Commentary: Implications of the strong US labour market
Withstanding two years of monetary policy tightening, the US economy continues to chug away at above-trend growth rate, pulling up the labour market with it. The statistics are impressive across a wide range of measures. Unemployment is below 4%, weekly initial claims for unemployment insurance has been near historical lows for over two years, and the labour force participation rate is on the rise after a few years of pandemic-driven dip. Labour market would have been even tighter had it not been for the fact that immigration has picked up, boosting the supply of workers.
Strong demand for workers has translated into healthy wage growth. We estimate that real wage growth to be positive in both 2023 and 2024, implying purchasing power getting restored after the setback caused by the inflation spurt in 2022. Consumers, shellshocked by that episode, have taken their time to recognise the improving economic landscape, but they are catching up. University of Michigan’s US index of consumer confidence has been trending up, reaching a two-and-half year high in March. One way to look at labour market strength is to see it as part of post-pandemic normalisation. But this cycle is anything but “normal.” Since 2022, the labour market recovery has been not just vigorous, its composition atypical. In nonfarm payrolls, for instance, service sector jobs growth has been much more robust than the goods sector. Even more striking is the role of public sector in jobs creation. While private sector employment has expanded impressively, its growth rate pales in comparison to government jobs, which have been growing at three times the pre-pandemic period.

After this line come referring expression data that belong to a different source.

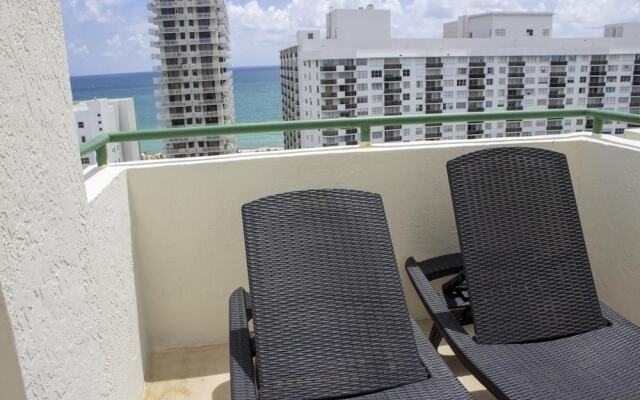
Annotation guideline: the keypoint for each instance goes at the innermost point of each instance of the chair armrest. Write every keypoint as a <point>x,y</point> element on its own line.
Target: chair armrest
<point>240,350</point>
<point>437,267</point>
<point>444,319</point>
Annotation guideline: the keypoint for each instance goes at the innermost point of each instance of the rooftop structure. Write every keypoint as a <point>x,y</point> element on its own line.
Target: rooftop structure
<point>485,62</point>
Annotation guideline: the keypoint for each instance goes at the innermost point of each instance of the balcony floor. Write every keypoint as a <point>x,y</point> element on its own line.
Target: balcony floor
<point>202,373</point>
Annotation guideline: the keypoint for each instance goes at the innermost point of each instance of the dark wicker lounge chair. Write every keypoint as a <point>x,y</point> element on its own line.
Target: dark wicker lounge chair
<point>540,332</point>
<point>328,310</point>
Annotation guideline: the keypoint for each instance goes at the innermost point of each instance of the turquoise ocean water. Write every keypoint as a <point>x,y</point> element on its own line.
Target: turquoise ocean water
<point>256,92</point>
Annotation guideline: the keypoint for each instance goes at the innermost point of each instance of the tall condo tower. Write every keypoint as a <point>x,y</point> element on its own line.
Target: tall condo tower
<point>195,86</point>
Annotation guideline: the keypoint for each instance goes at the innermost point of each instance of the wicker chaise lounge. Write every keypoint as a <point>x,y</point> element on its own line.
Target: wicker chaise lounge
<point>540,331</point>
<point>328,311</point>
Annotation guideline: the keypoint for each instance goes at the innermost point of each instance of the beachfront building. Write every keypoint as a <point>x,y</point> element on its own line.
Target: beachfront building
<point>489,62</point>
<point>98,116</point>
<point>195,86</point>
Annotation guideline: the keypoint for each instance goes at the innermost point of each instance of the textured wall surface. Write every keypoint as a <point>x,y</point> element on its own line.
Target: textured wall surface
<point>188,240</point>
<point>65,265</point>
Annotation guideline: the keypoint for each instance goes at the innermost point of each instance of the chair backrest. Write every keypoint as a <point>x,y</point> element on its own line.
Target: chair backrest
<point>329,313</point>
<point>524,253</point>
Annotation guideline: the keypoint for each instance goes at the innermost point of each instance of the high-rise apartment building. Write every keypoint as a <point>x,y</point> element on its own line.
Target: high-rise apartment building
<point>195,85</point>
<point>492,62</point>
<point>98,116</point>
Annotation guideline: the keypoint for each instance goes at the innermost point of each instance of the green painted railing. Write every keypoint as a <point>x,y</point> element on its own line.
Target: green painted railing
<point>99,144</point>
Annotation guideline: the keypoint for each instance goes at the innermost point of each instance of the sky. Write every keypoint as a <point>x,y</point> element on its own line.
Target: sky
<point>112,36</point>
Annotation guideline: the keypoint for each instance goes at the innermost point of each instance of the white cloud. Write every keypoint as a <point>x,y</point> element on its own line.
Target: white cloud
<point>135,44</point>
<point>96,10</point>
<point>258,32</point>
<point>587,18</point>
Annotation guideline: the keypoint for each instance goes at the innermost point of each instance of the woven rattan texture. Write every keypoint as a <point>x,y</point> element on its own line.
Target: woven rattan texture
<point>601,364</point>
<point>524,253</point>
<point>329,313</point>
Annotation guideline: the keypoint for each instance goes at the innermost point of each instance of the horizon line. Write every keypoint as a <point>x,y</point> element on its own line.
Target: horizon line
<point>144,72</point>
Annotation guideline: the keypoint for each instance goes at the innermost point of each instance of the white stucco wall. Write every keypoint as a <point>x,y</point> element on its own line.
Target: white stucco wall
<point>66,271</point>
<point>187,228</point>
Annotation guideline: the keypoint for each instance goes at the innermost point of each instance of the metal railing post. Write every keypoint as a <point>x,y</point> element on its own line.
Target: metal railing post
<point>365,136</point>
<point>102,157</point>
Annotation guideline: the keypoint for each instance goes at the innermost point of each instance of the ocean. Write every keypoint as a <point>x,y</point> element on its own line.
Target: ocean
<point>256,91</point>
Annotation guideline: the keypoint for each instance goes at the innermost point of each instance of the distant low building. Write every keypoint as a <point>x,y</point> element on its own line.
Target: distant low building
<point>496,61</point>
<point>98,116</point>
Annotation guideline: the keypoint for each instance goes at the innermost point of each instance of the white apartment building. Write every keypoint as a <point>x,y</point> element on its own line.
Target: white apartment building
<point>493,62</point>
<point>195,86</point>
<point>98,116</point>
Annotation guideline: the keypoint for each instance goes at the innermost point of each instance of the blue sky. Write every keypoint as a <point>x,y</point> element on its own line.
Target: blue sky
<point>111,36</point>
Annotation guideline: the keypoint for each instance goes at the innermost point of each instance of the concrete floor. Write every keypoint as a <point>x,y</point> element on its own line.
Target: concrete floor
<point>202,373</point>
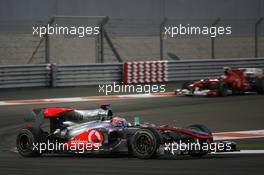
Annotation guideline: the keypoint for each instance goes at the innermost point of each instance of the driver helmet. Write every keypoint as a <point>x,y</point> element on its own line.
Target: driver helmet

The data underscore the pronounced role of the public sector in this cycle. From record cash transfer to the population during the lockdown to multi-trillion dollar infrastructure programmes, this cycle has been supported by public sector outlays like never before. From strong retail sales to the run-up in equity prices, the outlook has strong underpinnings. Consumers are optimistic about job and income prospects, they have enjoyed substantial capital gains on their portfolios of stocks and homes, and their savings are receiving positive real returns. Taking these into account, we have revised up our 2024 GDP growth forecast to 2%, while recognising additional upside to the forecast if financial markets remain stable the rest of the year. Could the buoyant labour market spill over into inflation risks? We think there is a difference between inflation turning sticky, which may be happening right now, and rebounding substantially, which we think is unlikely. Headline inflation may not ease much further as commodities bottom, but an economy with growth in jobs and infrastructure should be a stable one. There might even be room for some rate cuts eventually.